Containers Expo Blog Authors: Yeshim Deniz, Liz McMillan, Elizabeth White, Pat Romanski, Amit Gupta

Related Topics: Containers Expo Blog, @CloudExpo

Containers Expo Blog: Blog Feed Post

The Level of Uptime - Increasing Pressure Syndrome

We are now making the same expectations of everyday software that we made of the over-engineered systems

When I was earning my bachelors, I joined the Association for Computing Machinery (ACM) and through them, several special interest groups. One of those groups was SIGRISK, which focused on high-risk software engineering. At the time the focus was on complex systems whose loss was irretrievable – like satellite guidance systems or deep sea locomotion systems – and those whose failure could result in death or imageinjury to individuals – like power plant operations systems, medical equipment, and traffic light systems. The approach to engineering these controls was rigorous, more rigorous than most IT staff would consider reasonable.

And the reason was simple. As we’ve seen since – more than once - a space ship that has one line of bad code can end up veering off course and never returning, the data it collects completely different than that which it was designed to collect. Traffic lights that are mis-programmed offer a best-case of traffic snarls and people late for whatever they were doing, and a worst case of fatal accidents. These systems were categorized by the ACM as high-risk, and special processes were put in place to handle high-risk software development (interestingly, processes that don’t appear to have been followed by space agencies – who did a lot of the writing and presenting for SIGRISK when I was a member).  Interestingly, SIGRISK no longer shows up on the list of SIGs at the ACM website. It is the only SIG I belonged to that seems to have gone away or been merged into something else.

What interests me in all of this is a simple truth that I’ve noticed of late. We are now making the same expectations of everyday software that we made of these over-engineered systems designed to function even in the face of complete failure. And they’re not designed for this level of protection.
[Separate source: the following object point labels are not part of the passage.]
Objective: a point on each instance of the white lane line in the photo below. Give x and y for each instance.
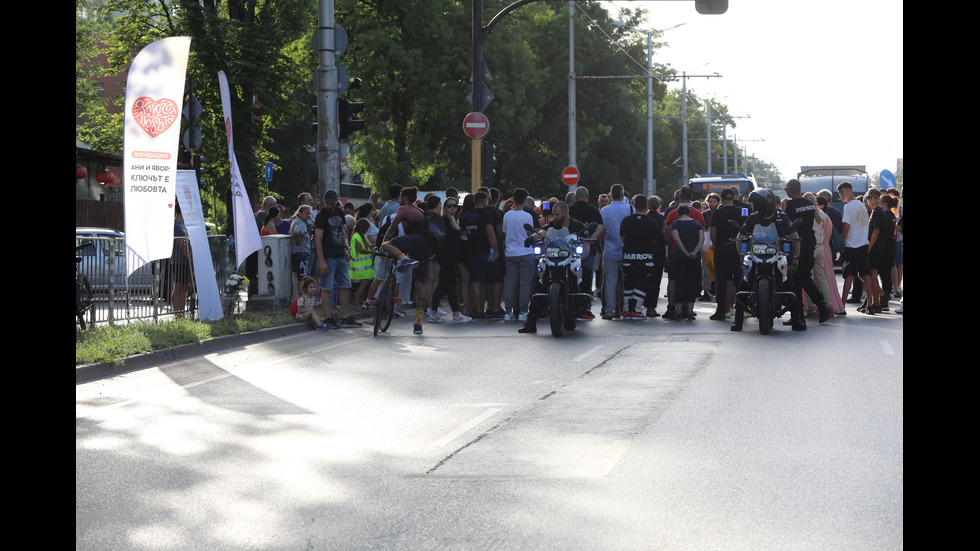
(586, 354)
(466, 426)
(886, 348)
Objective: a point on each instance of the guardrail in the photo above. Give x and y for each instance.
(147, 295)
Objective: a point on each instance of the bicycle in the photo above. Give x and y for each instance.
(384, 307)
(83, 290)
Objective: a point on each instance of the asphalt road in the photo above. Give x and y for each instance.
(620, 435)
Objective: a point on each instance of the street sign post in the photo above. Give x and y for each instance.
(476, 125)
(570, 175)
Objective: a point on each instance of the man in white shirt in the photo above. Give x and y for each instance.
(854, 257)
(518, 258)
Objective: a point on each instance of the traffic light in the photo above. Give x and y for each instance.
(347, 113)
(489, 160)
(711, 7)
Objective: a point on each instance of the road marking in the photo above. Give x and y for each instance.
(886, 348)
(586, 354)
(466, 426)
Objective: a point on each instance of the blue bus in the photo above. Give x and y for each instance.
(816, 178)
(703, 184)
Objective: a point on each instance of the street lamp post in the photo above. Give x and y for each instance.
(649, 184)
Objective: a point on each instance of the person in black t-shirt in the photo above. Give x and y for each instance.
(638, 232)
(728, 265)
(478, 225)
(877, 230)
(800, 208)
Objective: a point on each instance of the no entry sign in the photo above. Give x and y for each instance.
(476, 125)
(570, 175)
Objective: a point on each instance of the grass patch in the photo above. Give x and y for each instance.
(112, 343)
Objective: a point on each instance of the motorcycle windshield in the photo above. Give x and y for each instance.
(766, 233)
(558, 234)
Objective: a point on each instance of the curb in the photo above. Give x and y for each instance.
(93, 372)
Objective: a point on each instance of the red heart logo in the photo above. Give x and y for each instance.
(154, 116)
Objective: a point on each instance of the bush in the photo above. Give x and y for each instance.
(112, 343)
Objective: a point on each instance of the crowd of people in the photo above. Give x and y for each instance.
(470, 253)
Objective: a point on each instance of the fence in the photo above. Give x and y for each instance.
(147, 294)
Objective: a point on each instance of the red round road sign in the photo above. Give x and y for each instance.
(570, 175)
(476, 125)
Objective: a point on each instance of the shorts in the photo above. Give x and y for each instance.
(338, 275)
(415, 246)
(481, 269)
(182, 272)
(299, 263)
(855, 261)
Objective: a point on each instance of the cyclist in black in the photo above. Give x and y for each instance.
(412, 251)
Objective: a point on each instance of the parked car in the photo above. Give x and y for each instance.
(105, 260)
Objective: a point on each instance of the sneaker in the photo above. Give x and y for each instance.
(350, 322)
(407, 264)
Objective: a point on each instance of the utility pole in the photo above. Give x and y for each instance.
(327, 94)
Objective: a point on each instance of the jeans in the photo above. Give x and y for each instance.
(518, 277)
(610, 280)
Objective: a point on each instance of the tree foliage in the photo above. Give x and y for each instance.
(414, 60)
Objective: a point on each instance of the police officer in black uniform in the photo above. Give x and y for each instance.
(765, 212)
(803, 209)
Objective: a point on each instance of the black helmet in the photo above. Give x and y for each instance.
(764, 202)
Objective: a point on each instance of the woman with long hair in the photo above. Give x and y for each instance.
(823, 260)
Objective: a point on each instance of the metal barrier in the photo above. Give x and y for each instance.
(147, 295)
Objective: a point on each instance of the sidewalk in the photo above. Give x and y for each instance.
(92, 372)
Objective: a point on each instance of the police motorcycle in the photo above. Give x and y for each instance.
(558, 295)
(767, 260)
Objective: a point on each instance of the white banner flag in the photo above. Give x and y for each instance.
(247, 239)
(205, 280)
(154, 95)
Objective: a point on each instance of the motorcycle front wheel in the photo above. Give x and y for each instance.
(763, 296)
(555, 310)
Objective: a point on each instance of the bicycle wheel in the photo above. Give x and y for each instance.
(83, 299)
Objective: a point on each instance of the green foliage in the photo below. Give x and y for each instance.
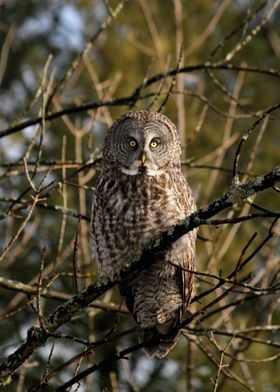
(47, 243)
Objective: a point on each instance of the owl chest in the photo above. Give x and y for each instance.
(142, 212)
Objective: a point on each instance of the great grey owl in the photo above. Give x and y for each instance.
(140, 193)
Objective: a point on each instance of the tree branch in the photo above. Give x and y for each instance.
(37, 336)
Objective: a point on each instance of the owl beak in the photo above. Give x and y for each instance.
(143, 158)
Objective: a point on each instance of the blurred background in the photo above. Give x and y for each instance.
(68, 69)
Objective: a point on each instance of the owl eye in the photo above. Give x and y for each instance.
(132, 143)
(154, 143)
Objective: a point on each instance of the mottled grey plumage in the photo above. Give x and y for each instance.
(140, 193)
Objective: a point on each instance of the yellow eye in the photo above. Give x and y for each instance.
(154, 143)
(132, 143)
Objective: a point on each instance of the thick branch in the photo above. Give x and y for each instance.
(37, 336)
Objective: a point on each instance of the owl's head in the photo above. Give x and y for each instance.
(142, 142)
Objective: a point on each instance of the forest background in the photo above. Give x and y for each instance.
(68, 69)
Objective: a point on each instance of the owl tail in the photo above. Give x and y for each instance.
(157, 344)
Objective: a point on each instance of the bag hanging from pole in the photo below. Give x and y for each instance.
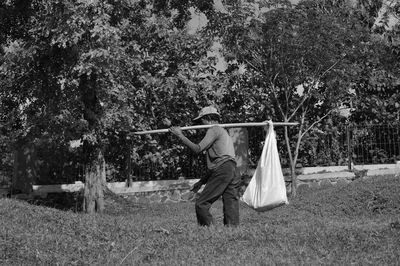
(267, 189)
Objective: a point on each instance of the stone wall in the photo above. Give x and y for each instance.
(179, 190)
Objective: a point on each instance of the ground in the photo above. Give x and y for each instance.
(356, 223)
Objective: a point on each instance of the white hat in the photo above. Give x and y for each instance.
(207, 111)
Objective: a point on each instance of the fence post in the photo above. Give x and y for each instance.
(349, 147)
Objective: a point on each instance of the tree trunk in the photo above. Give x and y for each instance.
(95, 179)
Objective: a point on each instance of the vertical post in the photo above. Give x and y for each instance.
(349, 148)
(128, 165)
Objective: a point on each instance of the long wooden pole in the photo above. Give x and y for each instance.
(253, 124)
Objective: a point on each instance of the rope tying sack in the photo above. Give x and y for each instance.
(267, 189)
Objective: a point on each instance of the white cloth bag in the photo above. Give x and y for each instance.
(267, 189)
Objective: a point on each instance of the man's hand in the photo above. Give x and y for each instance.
(177, 131)
(196, 187)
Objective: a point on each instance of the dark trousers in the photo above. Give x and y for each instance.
(224, 182)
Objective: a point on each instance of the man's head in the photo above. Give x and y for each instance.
(207, 115)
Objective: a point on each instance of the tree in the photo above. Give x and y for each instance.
(93, 70)
(304, 58)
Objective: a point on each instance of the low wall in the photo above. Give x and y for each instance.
(179, 190)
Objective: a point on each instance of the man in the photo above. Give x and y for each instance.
(222, 180)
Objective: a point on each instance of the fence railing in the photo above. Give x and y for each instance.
(346, 145)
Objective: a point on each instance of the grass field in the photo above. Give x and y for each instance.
(354, 224)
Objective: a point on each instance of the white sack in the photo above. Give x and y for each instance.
(267, 189)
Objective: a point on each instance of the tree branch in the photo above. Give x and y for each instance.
(316, 122)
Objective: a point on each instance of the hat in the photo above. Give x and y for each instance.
(207, 111)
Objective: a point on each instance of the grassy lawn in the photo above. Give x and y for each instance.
(358, 223)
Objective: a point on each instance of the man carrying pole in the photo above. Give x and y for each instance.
(222, 180)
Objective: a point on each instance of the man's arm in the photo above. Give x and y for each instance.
(178, 132)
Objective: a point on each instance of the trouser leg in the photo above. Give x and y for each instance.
(217, 183)
(230, 199)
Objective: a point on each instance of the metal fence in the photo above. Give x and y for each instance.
(376, 144)
(346, 145)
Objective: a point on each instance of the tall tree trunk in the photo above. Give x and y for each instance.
(95, 179)
(95, 173)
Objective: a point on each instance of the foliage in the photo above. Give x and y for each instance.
(342, 225)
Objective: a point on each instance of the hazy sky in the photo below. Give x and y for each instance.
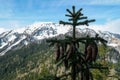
(20, 13)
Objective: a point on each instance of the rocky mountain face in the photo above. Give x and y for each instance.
(25, 55)
(15, 39)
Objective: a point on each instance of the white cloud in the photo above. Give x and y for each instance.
(112, 26)
(2, 30)
(105, 2)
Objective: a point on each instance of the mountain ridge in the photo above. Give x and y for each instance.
(44, 30)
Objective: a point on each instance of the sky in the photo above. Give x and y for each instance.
(21, 13)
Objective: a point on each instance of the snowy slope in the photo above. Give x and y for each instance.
(43, 30)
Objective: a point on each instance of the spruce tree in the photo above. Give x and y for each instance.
(68, 53)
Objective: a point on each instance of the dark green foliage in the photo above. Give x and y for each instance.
(73, 59)
(16, 63)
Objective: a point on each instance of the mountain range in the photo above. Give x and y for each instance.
(15, 39)
(25, 55)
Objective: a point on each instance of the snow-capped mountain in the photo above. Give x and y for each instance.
(36, 32)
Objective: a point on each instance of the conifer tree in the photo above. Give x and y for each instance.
(68, 53)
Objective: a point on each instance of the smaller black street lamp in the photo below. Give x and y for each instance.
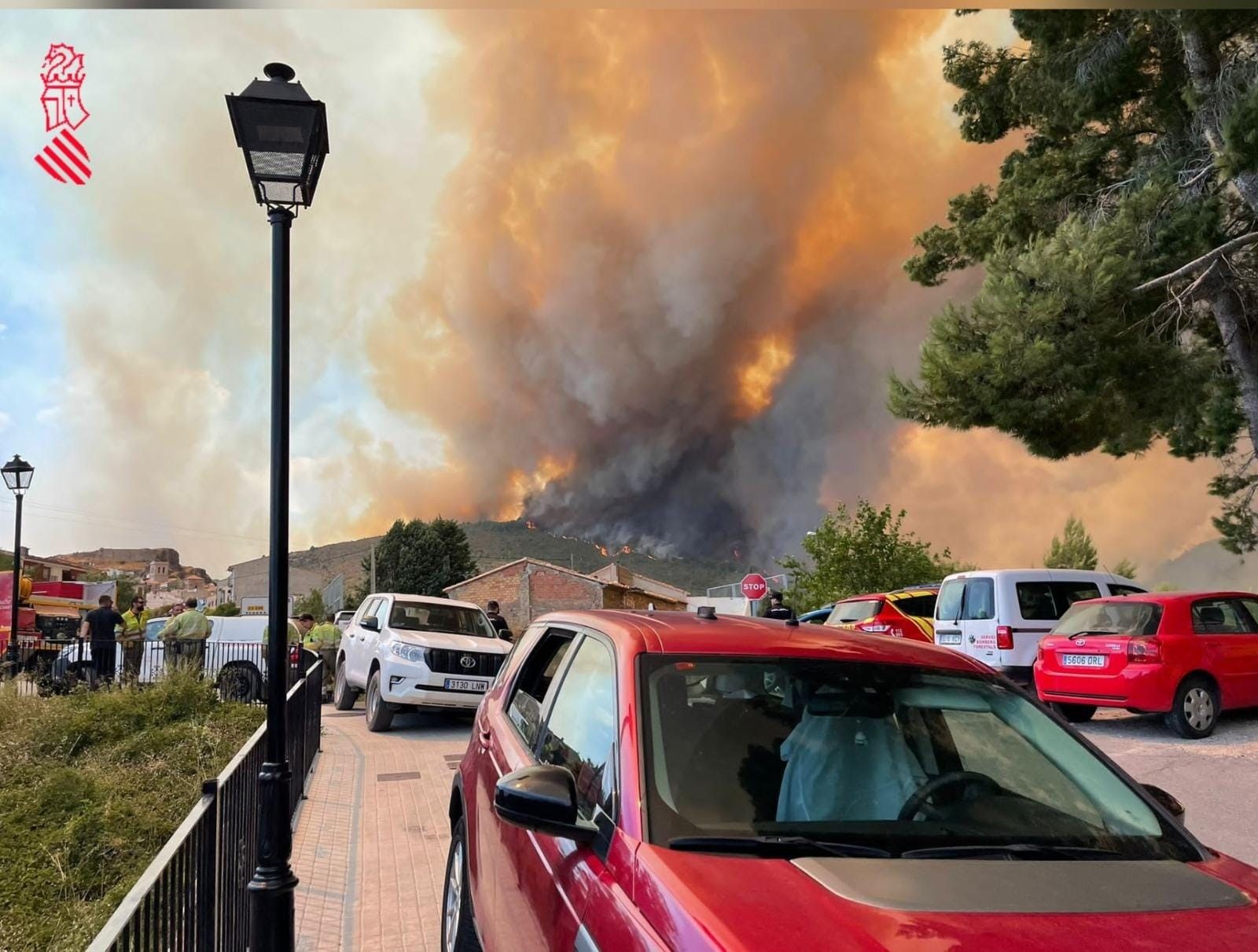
(283, 134)
(18, 474)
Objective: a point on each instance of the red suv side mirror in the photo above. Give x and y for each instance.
(543, 798)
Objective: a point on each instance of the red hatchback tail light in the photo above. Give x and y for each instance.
(1145, 650)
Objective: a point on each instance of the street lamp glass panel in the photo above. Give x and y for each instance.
(283, 136)
(18, 474)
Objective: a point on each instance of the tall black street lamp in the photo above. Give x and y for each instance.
(18, 474)
(283, 134)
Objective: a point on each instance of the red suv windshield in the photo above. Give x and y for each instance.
(887, 756)
(848, 612)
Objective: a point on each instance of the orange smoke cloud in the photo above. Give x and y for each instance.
(761, 377)
(643, 194)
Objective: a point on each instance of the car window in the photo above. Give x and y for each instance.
(427, 616)
(1125, 589)
(1111, 618)
(1251, 606)
(381, 612)
(852, 750)
(918, 605)
(535, 682)
(1219, 616)
(947, 606)
(980, 600)
(848, 612)
(1048, 600)
(985, 744)
(580, 731)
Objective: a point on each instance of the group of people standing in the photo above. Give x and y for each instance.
(105, 628)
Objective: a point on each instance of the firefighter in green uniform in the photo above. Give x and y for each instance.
(131, 637)
(296, 633)
(184, 637)
(324, 639)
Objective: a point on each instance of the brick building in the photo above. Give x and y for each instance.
(528, 587)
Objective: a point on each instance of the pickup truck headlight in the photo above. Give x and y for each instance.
(408, 653)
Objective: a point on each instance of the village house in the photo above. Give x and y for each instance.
(528, 587)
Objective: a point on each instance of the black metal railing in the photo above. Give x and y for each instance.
(194, 895)
(238, 669)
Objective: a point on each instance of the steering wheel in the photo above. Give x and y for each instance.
(918, 801)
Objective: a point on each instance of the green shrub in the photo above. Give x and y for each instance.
(91, 788)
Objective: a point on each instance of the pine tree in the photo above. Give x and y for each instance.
(1073, 550)
(1119, 244)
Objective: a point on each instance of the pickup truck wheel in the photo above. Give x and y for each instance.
(239, 683)
(379, 713)
(458, 928)
(344, 697)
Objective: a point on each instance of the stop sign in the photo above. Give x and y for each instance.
(754, 586)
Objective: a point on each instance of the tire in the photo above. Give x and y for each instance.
(458, 924)
(379, 713)
(1194, 710)
(239, 683)
(1076, 713)
(344, 697)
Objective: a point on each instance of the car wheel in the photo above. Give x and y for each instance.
(344, 697)
(1195, 710)
(379, 713)
(1076, 713)
(458, 927)
(241, 685)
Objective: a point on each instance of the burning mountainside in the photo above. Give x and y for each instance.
(660, 255)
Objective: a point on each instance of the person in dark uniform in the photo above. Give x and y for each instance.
(497, 620)
(98, 627)
(777, 610)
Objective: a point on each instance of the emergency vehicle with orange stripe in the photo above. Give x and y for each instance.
(906, 612)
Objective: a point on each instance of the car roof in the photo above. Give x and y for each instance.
(1066, 575)
(926, 587)
(1169, 597)
(686, 633)
(425, 599)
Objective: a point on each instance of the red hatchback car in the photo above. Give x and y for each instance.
(670, 781)
(1184, 654)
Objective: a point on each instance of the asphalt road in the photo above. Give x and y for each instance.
(1216, 779)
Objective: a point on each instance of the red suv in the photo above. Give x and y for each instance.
(691, 782)
(1184, 654)
(906, 612)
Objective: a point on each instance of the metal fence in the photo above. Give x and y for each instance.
(238, 669)
(194, 895)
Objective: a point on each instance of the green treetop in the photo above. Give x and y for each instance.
(1117, 244)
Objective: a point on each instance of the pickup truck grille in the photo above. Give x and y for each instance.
(450, 662)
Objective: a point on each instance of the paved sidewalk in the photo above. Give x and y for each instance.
(371, 838)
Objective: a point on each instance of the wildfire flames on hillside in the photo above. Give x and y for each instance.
(658, 266)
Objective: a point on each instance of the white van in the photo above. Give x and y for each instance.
(999, 616)
(234, 656)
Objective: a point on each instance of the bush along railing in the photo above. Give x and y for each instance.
(238, 669)
(194, 895)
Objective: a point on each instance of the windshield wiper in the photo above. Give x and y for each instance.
(1010, 851)
(773, 845)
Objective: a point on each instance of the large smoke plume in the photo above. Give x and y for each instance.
(649, 317)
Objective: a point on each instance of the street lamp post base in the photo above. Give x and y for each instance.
(270, 891)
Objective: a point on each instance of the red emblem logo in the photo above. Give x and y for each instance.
(64, 157)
Think about it a bit, critical medical systems can be locked down so that the only interface is the operator’s interface, and upgrades are only allowed with a specific hardware key, things being launched into space don’t require serious protection from hackers, they’re a way out of reach, traffic lights have been hacked, but they’re not easy, and the public nature of the interfaces makes it difficult to pull off in busy times… But Facebook and Microsoft? They have massive interfaces, global connectedness, and by definition IT staff tweaking them constantly. Configuration, new features, uncensored third party development… The mind spins.

Ariane 5 courtesy of SpaceFlightNow.com

Makes me wonder if Apple (and to a lesser extent RIM) wasn’t smart to lock down development. RIM has long had a “you have a key for all of your apps, if you want to touch protected APIs, your app will have your key, and if you are a bad kid and crash our phones, we’ll shut off your key”. Okay, that last bit might be assumed, it’s been a while since I read the agreement (I’ve got a RIM dev license), but that was the impression I was left with three years ago when I read through the documentation. Apple took a lot of grief for their policies, but seriously, they want their phone to work. Note that Microsoft often gets blamed for problems caused by “rogue” applications.

But it doesn’t address the issue of software stability in a highly exposed, highly dynamic environment. We’re putting pressures on IT folks – who are already under time imagepressure – that used to be reserved for scientists in laboratories. And we’re expecting them to get it right with an impatience more indicative of a two year old than a pool of adults. Every time a big vendor has a crash or a security breech, we act like they’re idiots. Truth is that they have highly complex systems that are exposed to both inexperienced users and experienced hackers, and we don’t give them the years of development time that critical systems get.

So what’s my point? When you’re making demands of your staff, yes, business needs and market timing are important, but give them time to do their job right, or don’t complain about the results. And in an increasingly connected enterprise, don’t assume that some back-office corner piece of software/hardware is less critical than user-facing systems. After all, the bug that bit Microsoft not too long ago was a misconfiguration in lab systems. I’ve worked in a test lab before, and they’re highly volatile. When big tests are going on, the rest of the architecture can change frequently while things are pulled in and returned from the big test, complete wipe and reconfigure is common – from switches to servers – and security was considered less important than delivering test results. And the media attention lavished on the Facebook outage in September is enough that you’d think people had died from the failure… Which was caused by a software configuration change.


www.TechCrunch.com graphic of Facebook downtime

Nice and easy. Don’t demand more than can be delivered, or you’ll get sloppy work, both in App Dev and in Systems Management. Use process to double-check everything, making sure that it is right. Better to take an extra day or even ten than to find your application down and people unable to do anything. Because while Microsoft and Facebook can apologize and move on, internal IT rarely gets off that easily.

Automation tools like those presented by the Infrastructure 2.0 crowd (Lori is one of them) can help a lot, but in the end, people are making changes, even if they’re making them through a push button on a browser… Make sure you’ve got a plan to make it go right, and an understanding of how you’ll react if it doesn’t.

And the newly coined “DevOps” hype-word might be helpful too – where Dev meets Operations is a good place to start building in those checks.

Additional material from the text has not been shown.